Tuesday, June 8, 2010

The Samarya Center ~ Keepin' the passion in compassion

It's been over ten years since I first had the idea to open a yoga studio with a focus on healing and wellness. I had no idea what the end result would look like, I just knew that as a clinician, I was getting burnt out on looking at people like there was something wrong with them. I found myself often at odds with my supervisors and colleagues and had very different ideas about people, their abilities and potentials to heal, and my role in that process. What I was finding from my own yoga classes was that there was another way to live, to look, and to be engaged in the world - a perspective that was built on wholeness and inclusivity, and people's own innate ability to heal themselves, their communities and the world. That's really the way I was brought up - that you stick up for the underdog, that you use whatever you have to influence the world in a positive way. So at first, when I became a speech language pathologist, I thought I was doing just that. I had the idea that if I could help people to communicate more effectively, I could help them to find greater happiness and peace in their world. The idea was good, but it soon became clear to me that this was not the greatest impact I could have. What I became passionate about was influencing the people who had influence over others. So the direct service in many ways became simply a means for me to find people who needed help, then find the people interested (and sometimes even not interested) in helping them, and providing my strength, my ideas, my experience and knowledge to help those people change their outlook and interventions.
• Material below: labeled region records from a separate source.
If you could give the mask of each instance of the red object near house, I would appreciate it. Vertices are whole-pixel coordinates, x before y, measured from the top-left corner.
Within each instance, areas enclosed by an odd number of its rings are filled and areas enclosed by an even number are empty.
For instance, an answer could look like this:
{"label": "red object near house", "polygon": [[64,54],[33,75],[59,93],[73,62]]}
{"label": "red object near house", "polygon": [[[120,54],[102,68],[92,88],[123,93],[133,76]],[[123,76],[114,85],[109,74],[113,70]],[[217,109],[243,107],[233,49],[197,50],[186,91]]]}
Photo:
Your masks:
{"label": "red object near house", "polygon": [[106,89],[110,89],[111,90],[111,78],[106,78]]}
It has been a challenging spiritual pursuit. See, all my life I have been given the message, overtly or by suggestion, that I am "too much." That I should "tone it down." That no one likes a show off. As a spiritual seeker, I know that I have to consider that feedback, and figure out how to be me without stealing the spotlight from anyone else. I have tried to make myself small, and I have also loudly claimed the identity of being a "big personality." And yet, in both incarnations, I felt disingenuous or unhappy. How could I use my fire, my strength, to make positive change in this world that seems so filled with suffering? I can't do it by being small, and I can't do it by alienating others, so what do I do? I have felt paralyzed, angry and isolated in my search for truth and meaning, and have many times questioned my spiritual path, or even the desire to follow one. Who am I to tell or show anyone how they should act, how they are causing or furthering suffering, why they are suffering themselves in the shadow of their own identity? Why shouldn't I just stay in my little village in Mexico, swing in my hammock, drink beer and mind my own business? I don't know the answers, I can only tell you that I am searching just like everyone else, and that I have fear and doubt just like everyone else. But that fire keeps coming back to me. If I believe in yoga, and I believe in God, then this gift of fire and strength and advocacy must be something I was given to use in God's service - a gift that I can somehow offer the world.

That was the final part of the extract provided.